Sapphire was not a Warhol worm: it infected far fewer hosts, and apparently did not use the techniques that Weaver describes in his paper. It was a one-trick pony. It could only attack a particular Microsoft Windows configuration. The bug it exploited was fixed by Microsoft last July: to be vulnerable, owners must have failed to install this fix, and then lax enough again to miss another fix released by the company this January. Less than 1 per cent of Microsoft's army of customers, a tiny fraction of the online universe was successfully breached.

But even that small crowd, acting in zombie concert, managed to gum up the Net for everyone else. What brought the Net down was not some concerted and deliberate action by the worm's infected hosts, but the worm's pattern of reproduction itself. Sapphire spread itself by sending a single packet (containing its entire code - its DNA) to vulnerable machines.

Since Sapphire was so small and simple - just 376 bytes long - it couldn't tell which machines were vulnerable in advance, so it chose them at random. Each infected PC sought to infect as many other machines as possible, as quickly as possible: repeatedly sending out the same packets as fast as it could. It's a crude survival ploy, but effective: like parasites laying eggs in every crevasse they can find, host animal or not.

Sapphire was successful, all right: too successful. At the end of its 10 minutes of fame, tens of thousands of machines were sending out those packets as fast and as hard as they could.

The Net is not built for such heavy levels of continuous traffic. Data pipes all over the world maxxed out, carrying nothing but the spreading worm. Normal traffic failed to get through: eventually, as pipes were shut down, not even the worm's packets got through. Internet and worm alike were buried under the eggcases of its own fertility.

Within a few hours, the mess was under some control. Sysadmins threw up filters that targeting the worm's monotonous output. Individual infected computers were either shut down by their owners, or quarantined; isolated from the Net by upstream ISPs until their feverish ranting could be halted. It was a day or two before the traffic was down to normal levels. Even now there are sure to be a few Sapphire-infected PCs, desperately searching for the last few remaining uninfected, unimmunised hosts.

And after the carnage, the reckoning. By any account, millions of dollars were lost on that Friday. ATM machines, unable to call home, seized up; millions of emails were delayed or lost; South Korea, the most wired nation in the world, was cut off from the rest of the world, its Internet pipes clogged beyond aid. Whose responsibility was the worm? Who should pay for the chaos it caused?

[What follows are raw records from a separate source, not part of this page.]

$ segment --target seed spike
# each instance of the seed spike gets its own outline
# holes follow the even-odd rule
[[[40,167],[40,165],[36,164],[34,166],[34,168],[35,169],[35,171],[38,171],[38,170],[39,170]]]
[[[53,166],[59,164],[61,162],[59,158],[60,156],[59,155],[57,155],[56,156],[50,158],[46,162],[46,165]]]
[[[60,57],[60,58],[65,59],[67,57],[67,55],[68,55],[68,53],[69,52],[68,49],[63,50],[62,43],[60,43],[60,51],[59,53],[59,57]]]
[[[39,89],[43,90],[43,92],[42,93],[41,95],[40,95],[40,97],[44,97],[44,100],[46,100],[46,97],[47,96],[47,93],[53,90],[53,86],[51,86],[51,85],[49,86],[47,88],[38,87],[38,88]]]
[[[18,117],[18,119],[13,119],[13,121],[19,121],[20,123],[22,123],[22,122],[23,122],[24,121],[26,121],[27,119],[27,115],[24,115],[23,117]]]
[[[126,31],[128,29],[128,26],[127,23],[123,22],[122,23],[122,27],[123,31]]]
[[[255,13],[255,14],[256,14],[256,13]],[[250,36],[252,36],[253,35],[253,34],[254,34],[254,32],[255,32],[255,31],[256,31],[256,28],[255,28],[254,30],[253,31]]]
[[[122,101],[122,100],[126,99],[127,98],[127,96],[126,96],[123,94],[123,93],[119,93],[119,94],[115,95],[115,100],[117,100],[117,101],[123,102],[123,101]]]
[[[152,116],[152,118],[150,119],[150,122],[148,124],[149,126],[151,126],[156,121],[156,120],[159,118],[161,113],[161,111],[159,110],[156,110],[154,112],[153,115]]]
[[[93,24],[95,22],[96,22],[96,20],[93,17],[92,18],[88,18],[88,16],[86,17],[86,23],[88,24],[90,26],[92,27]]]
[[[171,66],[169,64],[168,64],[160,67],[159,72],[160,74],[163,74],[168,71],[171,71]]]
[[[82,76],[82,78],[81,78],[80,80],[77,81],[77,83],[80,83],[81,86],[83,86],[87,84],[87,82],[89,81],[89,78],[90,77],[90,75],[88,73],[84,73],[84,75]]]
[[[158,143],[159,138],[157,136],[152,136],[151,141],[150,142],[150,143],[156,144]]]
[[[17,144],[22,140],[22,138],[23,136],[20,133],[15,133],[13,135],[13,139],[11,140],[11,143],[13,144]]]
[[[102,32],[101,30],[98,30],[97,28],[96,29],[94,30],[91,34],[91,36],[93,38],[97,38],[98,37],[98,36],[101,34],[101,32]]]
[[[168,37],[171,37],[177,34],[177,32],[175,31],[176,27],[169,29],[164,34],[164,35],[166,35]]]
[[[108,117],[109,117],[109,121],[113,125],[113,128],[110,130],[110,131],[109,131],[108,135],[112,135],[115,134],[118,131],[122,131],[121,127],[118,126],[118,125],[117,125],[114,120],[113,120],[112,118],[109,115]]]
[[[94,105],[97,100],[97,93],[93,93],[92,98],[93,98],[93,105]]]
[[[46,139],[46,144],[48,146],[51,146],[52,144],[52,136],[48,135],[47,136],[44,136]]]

Worms like Sapphire do not write themselves. For now, it's almost impossible to catch the creator or creators of a virus or worm, although forensic computing techniques are improving. It's probably safe to say that it was a bunch of kids, writing and deploying viral code for the challenge, perhaps unaware of the damage it might cause, perhaps not.

If the creators are too vague to bear the responsibility, then who? Microsoft, for writing software that proved so vulnerable? Civic groups in South Korea have considered taking a class action, suing the company for damages. And within minutes of the first analysis of the attack, sysadmins were taking time off their valiant defence to take sarcastic sideswipes at Microsoft.

To be fair to the software giant, every piece of software has bugs. And as competitive a company as Microsoft has to balance the demands of its customers (who will pay for new features) with security requirements (which, Microsoft claims, few companies will pay extra for). Businesses like their software cheap, and don't worry too much about the security. Microsoft never made any promises about liability or security.

For now, viruses and worms are no-one's responsibility - except for those who tidy up the messes afterwards, and who, incidentally, make a tidy living themselves from such work. They call it the Internet weather. Like the real weather, it remains a conversation piece. No matter how damaging it may be, no-one quite knows what else to do.